By Arnold Berke | Online Only | Dec. 7, 2009
"Sort of closed, sort of open." That's how Greg Retsinas, an editor at the Santa Rosa Press Democrat, summed up the cutbacks to California's beleaguered state park system. Faced earlier this year with a controversial proposal to close many locations—helping reduce the state's whopping budget deficit—parks are now submitting to partial shutdowns and service reductions system-wide.
Some may consider this change, which Gov. Arnold Schwarzenegger called "fantastic news for all Californians," a reprieve. But others say it's business as usual for an agency that has suffered too long from too little money.
"This is a very dire moment for the parks. After 20 years of under-funding, it's kind of the last blow," says Elizabeth Goldstein, president of the California State Parks Foundation. "The inability to take care of these resources is potentially devastating." The foundation is pushing for a state parks "access pass" that would provide reliable funding through a new vehicle-registration fee.
California's 278 parks, the nation's largest collection, encompass 1.5 million acres of natural preserves, beaches and coastlines, lakes and rivers, and historic places ranging from colonial adobes to Hearst Castle. The most visited is Old Town San Diego State Historic Park, one of 51 units designated as historic. Architectural and cultural features distinguish many of the natural locations, too. All told, the system oversees 3,200 landmarks and 10,200 archaeological sites.
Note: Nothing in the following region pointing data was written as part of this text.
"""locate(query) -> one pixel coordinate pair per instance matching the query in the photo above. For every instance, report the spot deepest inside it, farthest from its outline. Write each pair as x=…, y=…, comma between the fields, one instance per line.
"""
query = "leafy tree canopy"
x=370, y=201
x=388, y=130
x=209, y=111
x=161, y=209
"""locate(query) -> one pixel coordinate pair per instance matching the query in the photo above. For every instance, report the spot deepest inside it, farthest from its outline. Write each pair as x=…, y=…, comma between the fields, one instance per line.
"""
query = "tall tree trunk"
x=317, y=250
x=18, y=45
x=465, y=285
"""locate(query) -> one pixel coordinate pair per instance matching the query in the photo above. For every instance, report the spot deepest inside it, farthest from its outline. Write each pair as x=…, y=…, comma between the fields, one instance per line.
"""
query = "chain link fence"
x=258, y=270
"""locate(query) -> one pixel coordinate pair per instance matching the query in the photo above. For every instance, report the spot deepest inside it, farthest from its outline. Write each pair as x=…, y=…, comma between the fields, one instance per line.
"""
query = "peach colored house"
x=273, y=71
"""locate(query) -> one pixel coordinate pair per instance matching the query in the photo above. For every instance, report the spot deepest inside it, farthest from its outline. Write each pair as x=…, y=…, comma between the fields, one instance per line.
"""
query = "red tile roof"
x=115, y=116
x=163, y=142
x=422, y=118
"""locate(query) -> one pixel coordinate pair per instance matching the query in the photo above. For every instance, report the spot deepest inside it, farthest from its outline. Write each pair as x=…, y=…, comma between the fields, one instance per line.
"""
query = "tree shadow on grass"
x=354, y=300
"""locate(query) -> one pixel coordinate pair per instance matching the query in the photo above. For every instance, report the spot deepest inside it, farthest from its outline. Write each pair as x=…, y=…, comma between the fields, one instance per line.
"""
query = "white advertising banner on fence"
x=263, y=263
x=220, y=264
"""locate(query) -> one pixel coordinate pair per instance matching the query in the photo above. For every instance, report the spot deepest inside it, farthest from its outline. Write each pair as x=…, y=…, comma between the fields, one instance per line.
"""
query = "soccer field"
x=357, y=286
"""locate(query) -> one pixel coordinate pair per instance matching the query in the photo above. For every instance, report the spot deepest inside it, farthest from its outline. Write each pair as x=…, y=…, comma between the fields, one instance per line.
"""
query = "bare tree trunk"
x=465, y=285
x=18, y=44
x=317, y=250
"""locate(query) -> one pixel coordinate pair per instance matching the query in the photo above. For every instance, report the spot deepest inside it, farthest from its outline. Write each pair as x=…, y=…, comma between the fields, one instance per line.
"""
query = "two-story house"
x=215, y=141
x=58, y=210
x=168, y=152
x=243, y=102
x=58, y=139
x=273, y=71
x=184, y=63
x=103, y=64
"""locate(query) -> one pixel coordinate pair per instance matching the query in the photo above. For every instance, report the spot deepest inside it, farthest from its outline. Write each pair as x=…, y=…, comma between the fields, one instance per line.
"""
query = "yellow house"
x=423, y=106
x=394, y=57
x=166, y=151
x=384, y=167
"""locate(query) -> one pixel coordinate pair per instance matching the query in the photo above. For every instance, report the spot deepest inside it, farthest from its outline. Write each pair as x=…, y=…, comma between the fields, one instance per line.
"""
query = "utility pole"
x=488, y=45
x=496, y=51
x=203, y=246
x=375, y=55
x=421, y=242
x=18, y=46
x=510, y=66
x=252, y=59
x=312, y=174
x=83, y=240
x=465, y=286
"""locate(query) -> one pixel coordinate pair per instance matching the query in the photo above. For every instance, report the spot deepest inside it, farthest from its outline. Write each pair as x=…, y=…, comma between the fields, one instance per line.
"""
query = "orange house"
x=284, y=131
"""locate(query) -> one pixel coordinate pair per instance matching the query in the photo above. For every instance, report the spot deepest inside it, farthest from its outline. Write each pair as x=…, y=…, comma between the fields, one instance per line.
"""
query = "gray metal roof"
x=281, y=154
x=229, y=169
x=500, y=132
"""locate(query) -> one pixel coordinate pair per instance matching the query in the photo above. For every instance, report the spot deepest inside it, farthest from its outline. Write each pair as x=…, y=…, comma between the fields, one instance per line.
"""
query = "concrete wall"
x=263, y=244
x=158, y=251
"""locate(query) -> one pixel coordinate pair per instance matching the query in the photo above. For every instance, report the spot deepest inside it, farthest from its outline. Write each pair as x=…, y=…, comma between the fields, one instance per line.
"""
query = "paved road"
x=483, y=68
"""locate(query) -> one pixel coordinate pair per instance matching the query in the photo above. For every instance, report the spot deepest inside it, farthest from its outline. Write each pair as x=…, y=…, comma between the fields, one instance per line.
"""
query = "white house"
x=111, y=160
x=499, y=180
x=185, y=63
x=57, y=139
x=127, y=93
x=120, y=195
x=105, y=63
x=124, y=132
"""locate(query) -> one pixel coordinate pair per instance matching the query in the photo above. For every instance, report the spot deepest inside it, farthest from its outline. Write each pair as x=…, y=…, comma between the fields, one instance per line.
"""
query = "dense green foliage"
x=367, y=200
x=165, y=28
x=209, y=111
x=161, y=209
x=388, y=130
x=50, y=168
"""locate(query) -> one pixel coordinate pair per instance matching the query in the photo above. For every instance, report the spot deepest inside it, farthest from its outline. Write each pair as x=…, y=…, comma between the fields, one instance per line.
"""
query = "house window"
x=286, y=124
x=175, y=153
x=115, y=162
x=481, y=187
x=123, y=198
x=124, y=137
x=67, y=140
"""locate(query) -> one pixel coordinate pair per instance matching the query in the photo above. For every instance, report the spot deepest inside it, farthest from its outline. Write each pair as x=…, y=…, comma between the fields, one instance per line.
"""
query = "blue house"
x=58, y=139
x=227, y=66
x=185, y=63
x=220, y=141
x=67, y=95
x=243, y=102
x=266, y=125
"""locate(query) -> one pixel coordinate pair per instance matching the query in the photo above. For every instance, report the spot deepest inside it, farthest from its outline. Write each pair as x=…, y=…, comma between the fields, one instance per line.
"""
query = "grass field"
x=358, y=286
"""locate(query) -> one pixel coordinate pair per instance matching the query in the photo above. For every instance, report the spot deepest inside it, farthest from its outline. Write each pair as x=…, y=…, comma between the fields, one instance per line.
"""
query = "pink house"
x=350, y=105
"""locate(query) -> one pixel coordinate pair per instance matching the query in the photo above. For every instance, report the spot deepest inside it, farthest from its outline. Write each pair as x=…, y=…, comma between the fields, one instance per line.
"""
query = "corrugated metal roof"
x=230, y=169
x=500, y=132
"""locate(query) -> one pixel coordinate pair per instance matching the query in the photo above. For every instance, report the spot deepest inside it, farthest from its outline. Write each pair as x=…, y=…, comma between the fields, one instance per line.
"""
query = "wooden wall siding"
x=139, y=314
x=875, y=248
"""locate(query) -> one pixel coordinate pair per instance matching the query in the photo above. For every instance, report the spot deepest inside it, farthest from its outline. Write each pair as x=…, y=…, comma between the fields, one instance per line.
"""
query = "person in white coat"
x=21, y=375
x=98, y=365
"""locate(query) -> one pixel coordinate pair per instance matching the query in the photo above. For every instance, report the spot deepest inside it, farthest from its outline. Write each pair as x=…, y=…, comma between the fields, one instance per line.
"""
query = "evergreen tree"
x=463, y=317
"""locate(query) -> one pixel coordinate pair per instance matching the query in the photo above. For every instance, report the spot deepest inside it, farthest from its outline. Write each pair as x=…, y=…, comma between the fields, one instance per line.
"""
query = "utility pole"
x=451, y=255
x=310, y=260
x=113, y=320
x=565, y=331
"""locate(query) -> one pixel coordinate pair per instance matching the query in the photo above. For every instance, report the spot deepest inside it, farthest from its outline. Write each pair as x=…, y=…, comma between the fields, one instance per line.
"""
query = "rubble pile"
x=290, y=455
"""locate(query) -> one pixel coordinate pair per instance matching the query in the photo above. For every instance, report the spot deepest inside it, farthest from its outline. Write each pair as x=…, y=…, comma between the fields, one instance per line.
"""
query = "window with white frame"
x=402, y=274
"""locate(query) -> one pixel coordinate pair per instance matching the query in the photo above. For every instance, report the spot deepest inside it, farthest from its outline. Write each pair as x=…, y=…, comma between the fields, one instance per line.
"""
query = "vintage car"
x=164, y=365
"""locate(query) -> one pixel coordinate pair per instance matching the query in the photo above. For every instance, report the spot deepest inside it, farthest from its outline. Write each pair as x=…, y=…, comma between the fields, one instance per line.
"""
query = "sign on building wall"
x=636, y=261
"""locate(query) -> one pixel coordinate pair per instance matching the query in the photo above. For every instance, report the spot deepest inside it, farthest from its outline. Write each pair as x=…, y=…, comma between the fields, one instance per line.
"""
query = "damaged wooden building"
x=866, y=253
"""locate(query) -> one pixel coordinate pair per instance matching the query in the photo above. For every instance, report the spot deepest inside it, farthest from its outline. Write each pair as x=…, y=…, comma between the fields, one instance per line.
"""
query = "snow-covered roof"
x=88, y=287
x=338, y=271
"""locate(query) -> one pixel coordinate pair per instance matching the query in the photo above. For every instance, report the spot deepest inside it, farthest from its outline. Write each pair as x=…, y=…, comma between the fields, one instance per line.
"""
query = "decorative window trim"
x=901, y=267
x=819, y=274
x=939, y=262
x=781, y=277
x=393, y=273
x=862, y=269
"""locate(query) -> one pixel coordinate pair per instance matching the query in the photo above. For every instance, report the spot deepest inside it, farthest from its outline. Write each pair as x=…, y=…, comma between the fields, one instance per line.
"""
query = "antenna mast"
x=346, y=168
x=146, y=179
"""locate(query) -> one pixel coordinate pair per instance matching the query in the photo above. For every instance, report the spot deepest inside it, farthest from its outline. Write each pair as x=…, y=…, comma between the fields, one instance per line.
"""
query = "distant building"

Daily closures, reduced hours, locked restrooms, and slashing of school programs, docent training, and maintenance are common. Petaluma Adobe State Historic Park will be shuttered three days a week, to save its popular "environmental living program." California Citrus State Historic Park in Riverside, remnant of a once-dominant agricultural landscape, is open weekends only. "The closing of parks—even on weekdays—undermines the concept of preserving and providing parkland for everyone," the Marin Independent Journal pointed out in a Nov. 9 editorial.
Citing a $1 billion maintenance backlog, the National Trust for Historic Preservation named the system to its 2008 list of America's 11 Most Endangered Historic Places. The Trust had already listed Angel Island Immigration Station in San Francisco Bay in 1999 for its "shabby condition … common throughout California's underfunded park system." The station has since been restored (see www.aiisf.org.), but renewal of other state landmarks has faltered.
"We grow frustrated over the sad and transparent shell game being played out with the funding of these remarkable parks," says Anthea Hartig, director of the National Trust's San Francisco-based Western Office, which is lobbying the state legislature for relief, encouraging members to do the same, and helping parks earn income by, for example, using buildings as conference centers and restaurants.
The National Trust has joined the Parks Foundation, the Nature Conservancy, and other groups to campaign for the access pass, which would add an $18 surcharge to vehicle registration fees, sending the proceeds to a parks trust fund. Failing to gain legislative approval, supporters now want the proposal submitted to voters next November. The foundation is also promoting short-term remedies, like raising cash through corporate sponsorships and enlisting volunteers to monitor park conditions. "We're really asking people to stretch in ways way beyond their normal capacity," Goldstein says.
Marshall Gold Discovery State Historic Park, in the Sierra foothills, preserves the place where James Marshall found gold in 1848, changing American history.
"People from all over the world come here, throughout the week, because it touches their lives in some way," says Lois Fortress, president of the Gold Discovery Park Association. But they now have fewer hours and days to do so, and a smaller cadre of rangers, maintenance workers, and other staff to enhance their visits. (Furthermore, the entry fee has tripled.) School trips have been cut in half—a blow to education, sales at the association's park store, and ultimately the local economy. "We're working with other nonprofits to get a private-public partnership going," Fortress says, "to get alternative funds into the park."
At Monterey State Historic Park, which includes Cooper-Molera Adobe, a National Trust Historic Site, "the biggest impact of the cuts is a huge reduction in our maintenance budget—regular upkeep and larger repairs," says Matt Bischoff, who supervises cultural resources for the Monterey district. Deferred maintenance, he says, "has gone on for years. This year, it just has an exclamation point on the end." Guided tours at Cooper-Molera and other adobes in the park have been eliminated. The park benefits from volunteers, Bischoff adds, "but lacks a strategic group out there with a 10-year plan and a capital campaign."
Current cuts of $14.2 million could swell next year to $22.2 million, depending on the 2010-11 budget, to be released in January. "We've been underfunded for long-term maintenance for more than a decade," says Roy Stearns, spokesman for the parks agency, "because this state has suffered hard economic times and up-and-down budgets for about the past three administrations. So we're hoping at some point we can have a future for the state of California, a more firm foundation for funding."
Meanwhile, the parks cope with daily problems—and turn to friends. "This is catching people's attention," Fortress says. "When they found out last summer that our park could close, the community came together. We just have to make the most of that now and not lose that synergy."